Written only when Export All 1-D Projections is checked. For each image and each box, two tab-separated text files are produced:

<name>_box_<box>_original.txt — the raw 1-D projection.
<name>_box_<box>_subtracted.txt — the background-subtracted projection.

`pt_cache/`

Pickled processing state used to skip recomputation when the same image is re-opened with the same settings. Delete this folder (or use -d in headless mode) to force reprocessing.

Other features

Reject image and comments

Each image has a Reject this image checkbox and a Comments editor on the right panel:

Reject this image — sets the reject column to rejected for that file.
Comments / Edit / Clear / Submit / Cancel — write a free-text note that ends up in the comments column.

Useful for flagging frames that failed to process correctly or recording notes about specific measurements during a long batch.

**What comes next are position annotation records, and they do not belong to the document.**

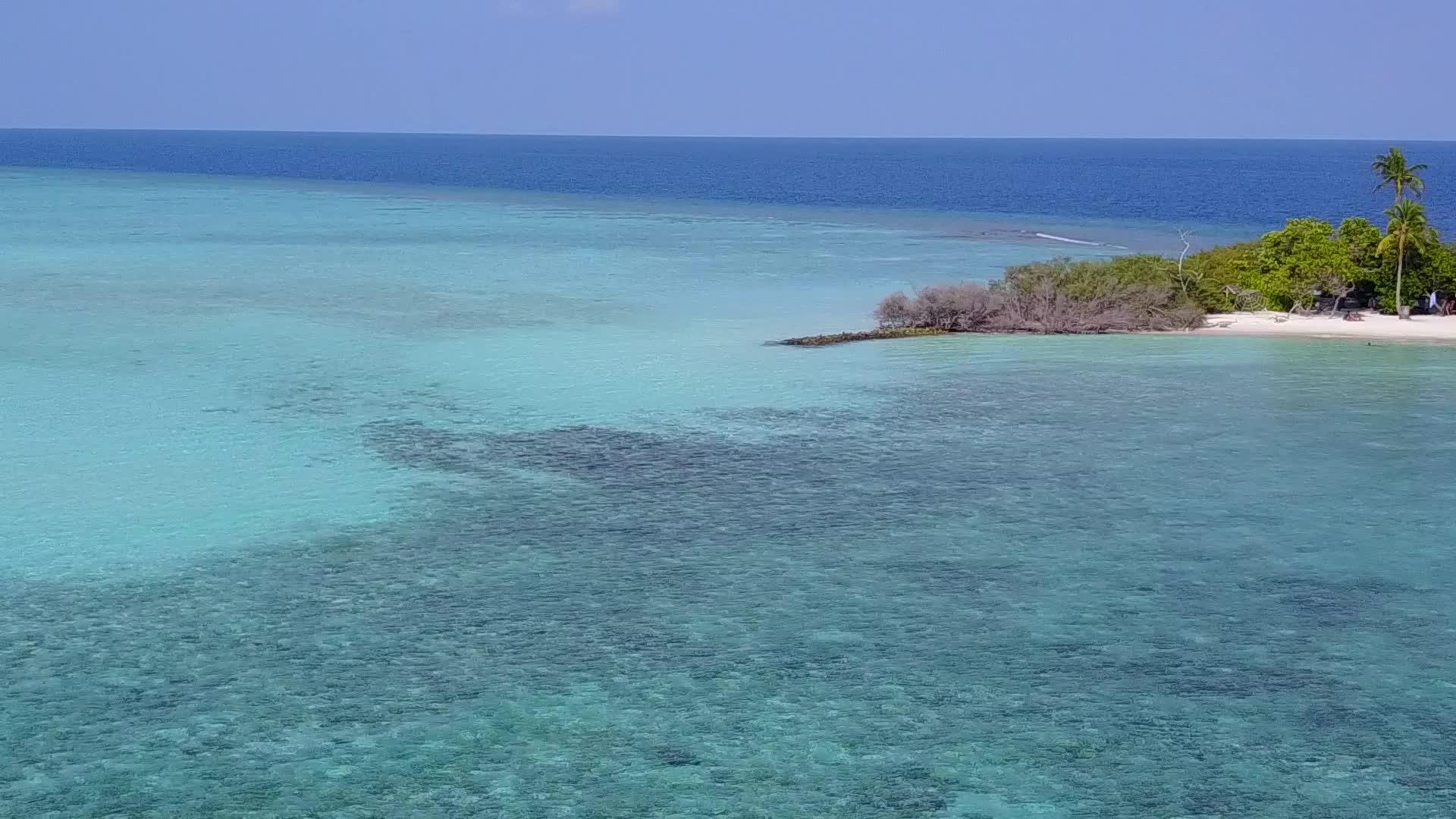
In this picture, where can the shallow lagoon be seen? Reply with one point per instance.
(344, 503)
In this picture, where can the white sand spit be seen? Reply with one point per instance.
(1391, 328)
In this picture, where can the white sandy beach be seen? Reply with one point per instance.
(1373, 327)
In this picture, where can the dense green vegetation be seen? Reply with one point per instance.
(1307, 262)
(1289, 268)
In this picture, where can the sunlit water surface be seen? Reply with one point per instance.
(351, 503)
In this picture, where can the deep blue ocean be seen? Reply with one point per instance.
(1222, 183)
(452, 477)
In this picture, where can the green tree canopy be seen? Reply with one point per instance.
(1362, 240)
(1395, 172)
(1291, 264)
(1407, 231)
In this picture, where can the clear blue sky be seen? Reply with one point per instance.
(794, 67)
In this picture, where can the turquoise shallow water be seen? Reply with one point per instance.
(328, 503)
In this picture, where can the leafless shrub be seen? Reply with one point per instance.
(1055, 297)
(963, 308)
(894, 311)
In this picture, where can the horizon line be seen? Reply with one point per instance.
(564, 134)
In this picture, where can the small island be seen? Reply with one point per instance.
(1308, 279)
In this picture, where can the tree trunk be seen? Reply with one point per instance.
(1400, 268)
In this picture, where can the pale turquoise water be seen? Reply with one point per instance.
(328, 503)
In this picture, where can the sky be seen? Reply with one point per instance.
(1343, 69)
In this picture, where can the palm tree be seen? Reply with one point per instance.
(1392, 171)
(1408, 228)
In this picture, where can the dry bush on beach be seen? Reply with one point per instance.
(1046, 297)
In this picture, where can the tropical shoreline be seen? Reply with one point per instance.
(1372, 327)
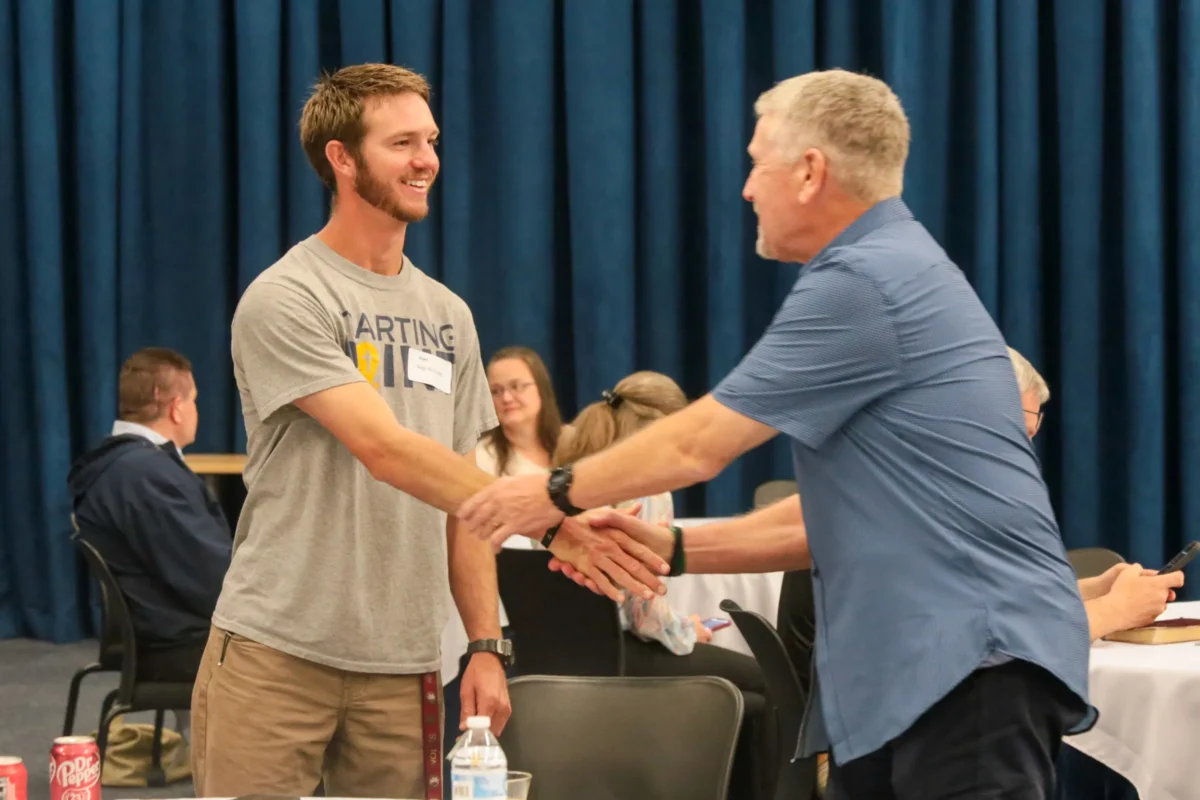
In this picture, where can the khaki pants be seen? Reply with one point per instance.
(265, 722)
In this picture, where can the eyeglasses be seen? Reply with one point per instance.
(513, 389)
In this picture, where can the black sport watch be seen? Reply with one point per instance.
(558, 486)
(501, 648)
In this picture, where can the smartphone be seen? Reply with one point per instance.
(1182, 559)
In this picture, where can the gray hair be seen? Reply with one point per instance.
(1027, 378)
(856, 120)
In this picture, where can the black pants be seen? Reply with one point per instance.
(995, 737)
(173, 663)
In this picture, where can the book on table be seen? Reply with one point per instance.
(1167, 631)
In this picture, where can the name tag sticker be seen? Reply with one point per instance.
(427, 368)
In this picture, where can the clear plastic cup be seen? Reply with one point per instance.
(519, 785)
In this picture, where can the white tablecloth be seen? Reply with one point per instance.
(688, 594)
(1149, 698)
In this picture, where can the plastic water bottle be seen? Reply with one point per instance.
(479, 770)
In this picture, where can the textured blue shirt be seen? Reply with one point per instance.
(935, 549)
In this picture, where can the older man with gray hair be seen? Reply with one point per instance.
(952, 641)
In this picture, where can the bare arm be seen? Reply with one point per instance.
(687, 447)
(473, 578)
(414, 464)
(768, 540)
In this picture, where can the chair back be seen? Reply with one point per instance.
(1091, 561)
(117, 623)
(108, 632)
(797, 781)
(622, 738)
(773, 492)
(558, 627)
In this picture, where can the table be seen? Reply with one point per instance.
(222, 475)
(1149, 698)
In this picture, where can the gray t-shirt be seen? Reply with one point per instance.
(329, 564)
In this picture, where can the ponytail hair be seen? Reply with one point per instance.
(634, 403)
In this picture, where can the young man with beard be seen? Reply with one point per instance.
(359, 376)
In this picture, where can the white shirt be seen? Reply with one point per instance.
(120, 427)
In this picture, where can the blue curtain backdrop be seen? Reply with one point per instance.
(589, 206)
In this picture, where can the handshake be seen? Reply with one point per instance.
(609, 552)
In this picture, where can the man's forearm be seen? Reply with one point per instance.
(767, 540)
(473, 582)
(429, 470)
(763, 549)
(687, 447)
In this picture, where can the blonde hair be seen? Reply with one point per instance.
(633, 404)
(149, 380)
(334, 112)
(855, 119)
(1027, 378)
(550, 419)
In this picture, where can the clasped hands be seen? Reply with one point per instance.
(603, 549)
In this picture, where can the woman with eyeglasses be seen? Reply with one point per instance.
(531, 422)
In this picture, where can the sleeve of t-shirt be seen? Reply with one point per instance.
(831, 350)
(287, 347)
(473, 409)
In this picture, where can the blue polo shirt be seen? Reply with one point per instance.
(935, 549)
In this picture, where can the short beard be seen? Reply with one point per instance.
(376, 192)
(760, 246)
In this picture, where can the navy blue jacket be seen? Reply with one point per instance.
(160, 530)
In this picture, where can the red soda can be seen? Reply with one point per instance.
(13, 785)
(75, 769)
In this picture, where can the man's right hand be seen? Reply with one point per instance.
(605, 559)
(657, 540)
(1138, 597)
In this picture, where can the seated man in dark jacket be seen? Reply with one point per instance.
(151, 518)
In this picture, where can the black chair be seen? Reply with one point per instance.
(558, 627)
(774, 491)
(797, 780)
(108, 660)
(131, 695)
(621, 738)
(1091, 561)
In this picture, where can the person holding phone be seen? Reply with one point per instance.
(1126, 595)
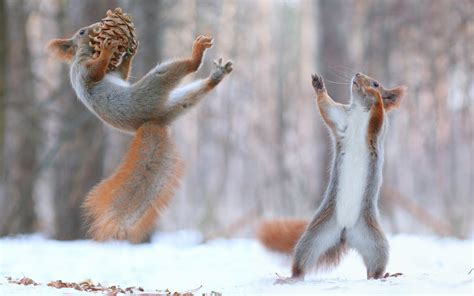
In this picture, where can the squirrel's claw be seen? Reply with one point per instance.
(318, 82)
(227, 67)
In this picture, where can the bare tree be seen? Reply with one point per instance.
(17, 213)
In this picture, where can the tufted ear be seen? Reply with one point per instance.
(392, 97)
(62, 49)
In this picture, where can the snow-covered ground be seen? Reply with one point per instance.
(179, 262)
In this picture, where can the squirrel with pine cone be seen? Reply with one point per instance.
(125, 205)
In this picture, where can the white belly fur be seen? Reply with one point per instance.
(353, 169)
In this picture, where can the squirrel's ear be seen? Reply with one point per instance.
(392, 97)
(62, 49)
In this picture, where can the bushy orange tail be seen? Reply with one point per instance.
(281, 235)
(126, 205)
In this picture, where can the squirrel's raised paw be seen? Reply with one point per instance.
(220, 70)
(318, 82)
(227, 67)
(202, 43)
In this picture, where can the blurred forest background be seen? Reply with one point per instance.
(256, 146)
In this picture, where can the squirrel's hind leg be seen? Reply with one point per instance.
(369, 240)
(322, 235)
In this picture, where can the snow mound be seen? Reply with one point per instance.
(180, 262)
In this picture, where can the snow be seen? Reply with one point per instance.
(181, 262)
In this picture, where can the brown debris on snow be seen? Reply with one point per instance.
(89, 286)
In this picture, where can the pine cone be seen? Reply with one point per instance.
(115, 26)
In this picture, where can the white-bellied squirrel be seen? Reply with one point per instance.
(126, 204)
(348, 215)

Display options on the Image tab

The top-right of the Image tab has three PT-specific checkboxes: Center, Boxes, Peaks. These toggle the corresponding overlays on the displayed image. All other display controls (intensity range, log scale, colormap, zoom, persistence) are shared with other MuscleX modules.

Save and load settings

File > Save Current Settings (Ctrl+S) — write the current calibration, boxes, peaks, and per-box parameters to ptsettings.json. Use this on a representative configuration and reuse it via headless mode or File > Load Settings (Ctrl+L) in a future session.
File > Load Settings — load a settings file.

Headless Mode

For batch processing without a GUI:

musclex pt -h -i <file.tif> [-s ptsettings.json] [-d]
musclex pt -h -f <folder>   [-s ptsettings.json] [-d]

Arguments:

-i <file> — process a single file.
-f <folder> — process every image in the folder.
-s <settings.json> — load a settings file generated by File > Save Current Settings in the GUI. Without this, PT has no boxes to integrate and will exit without producing results.
-d — delete the existing pt_cache before processing.

.. note:: On Windows, replace ``musclex`` with ``musclex-main.exe`` (typically under ``C:\Program Files\BioCAT\MuscleX\musclex``).

Multiprocessing on folders

The headless runner processes one image per CPU core. Output for each worker is prefixed with the process index so interleaved log lines can be untangled.

`ptsettings.json`

The recommended way to produce this file is to configure one image fully in the GUI and use File > Save Current Settings. The exact key names depend on the boxes you have created; inspect a generated file and musclex/modules/ProjectionProcessor.py / musclex/headless/ProjectionTracesh.py if you need to hand-edit values for headless runs.